Mae Carol Jemison (1956 – present)
Engineer, Physician, and astronaut
American engineer Mae Carol Jemison became the first African American woman to travel in space when she went into orbit aboard the Space Shuttle Endeavour on September 12, 1992.
Glady West (1930 – present)
Born and raised in Virginia, Gladys West leveraged her mathematical and programming expertise to invent an accurate model of earth which became the foundation for the creation of the Global Positioning System (GPS). Gladys was the second black woman ever to be employed by the Naval Surface Warfare Centre Dahlgren Division and for this reason she was inducted into the United States Air Force Hall of Fame.
Percy Julian (1899 – 1975)
Percy Julian was a research chemist and pioneer in the chemical synthesis of medicinal drugs from plants, such as cortisone, steroids and birth control pills. He was inducted into the National Academy of the Sciences, National Inventors Hall of Fame and the American Chemical Society in recognition of the undoubted contribution of his work.
Marie M. Daly (1921 – 2003)
Marie Maynard Daly was the first African American woman to receive a Ph.D. in chemistry in the United States. She worked closely with scientist Dr Quentin B. Deming and their work opened up a new understanding of how foods and diet can affect the health of the heart and the circulatory system.

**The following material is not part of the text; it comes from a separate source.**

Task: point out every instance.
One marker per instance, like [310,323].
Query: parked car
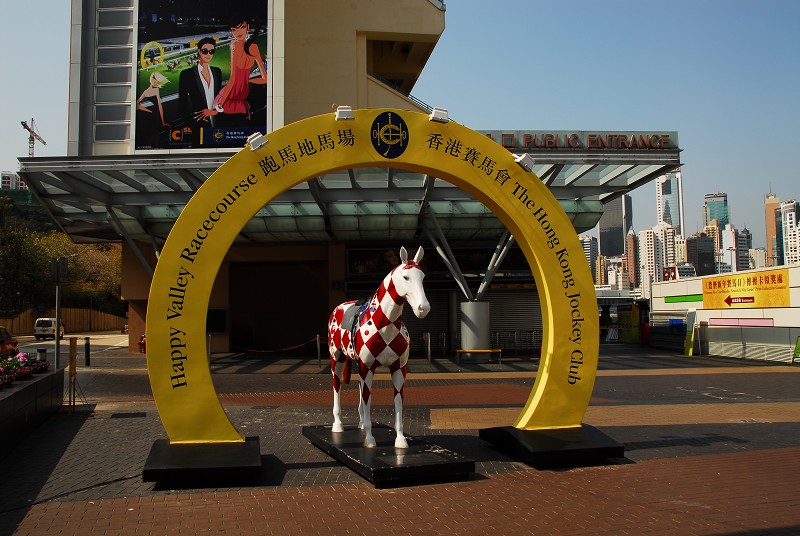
[8,344]
[46,328]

Alexa Canady (1950 – present)
Alexa Canady was the first female African American neurosurgeon in the United States, and subsequently became the first female African American to receive certification from the American Board of Neurological Surgery. She later specialized in paediatric neurosurgery and became the director of neurosurgery at the Children’s Hospital, where she guided the department to become one of the best paediatric neurosurgery facilities in the USA.
Walter Lincoln Hawkins (1911 – 1992)
Chemist and Engineer
Walter Hawkins is is best known for inventing a plastic coating for telephone wires which made universal service possible. In fact, he is widely regarded as the pioneer of polymer chemistry! Hawkins later received the National Medal of Technology and was deservedly inducted into the National Inventors Hall of Fame.

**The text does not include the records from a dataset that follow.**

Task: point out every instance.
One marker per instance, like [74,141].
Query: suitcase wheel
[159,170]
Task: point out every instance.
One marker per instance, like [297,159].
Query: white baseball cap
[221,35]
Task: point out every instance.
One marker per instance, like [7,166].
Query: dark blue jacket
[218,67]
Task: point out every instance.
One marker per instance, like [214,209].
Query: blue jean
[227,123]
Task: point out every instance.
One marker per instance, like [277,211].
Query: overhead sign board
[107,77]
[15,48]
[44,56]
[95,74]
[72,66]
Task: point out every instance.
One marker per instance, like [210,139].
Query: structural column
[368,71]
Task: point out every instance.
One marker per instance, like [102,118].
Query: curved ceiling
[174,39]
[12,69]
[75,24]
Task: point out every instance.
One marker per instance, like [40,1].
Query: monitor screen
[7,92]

Annie Easley (1933 – 2011)
Computer scientist, Mathematician, and Rocket scientist
Annie Easley worked at NASA as a “human computer,” performing complex mathematical calculations. She showed an incredible ability to adapt to the evolving technology, becoming an adept computer programmer who contributed to numerous projects.
George Washington Carver (1860’s – 1943)
Botanist, Inventor and Teacher
George Washington Carver was born into slavery, but nevertheless went on to become a leading botanist. He invented over 300 uses for the peanut and developed methods to prevent soil depletion. He subsequently went on to advise President Roosevelt on agriculture and nutrition, undoubtedly improving the lives of communities across America. Carver ultimately became a member of the British Royal Society of Arts — a rare honour amongst black scientists.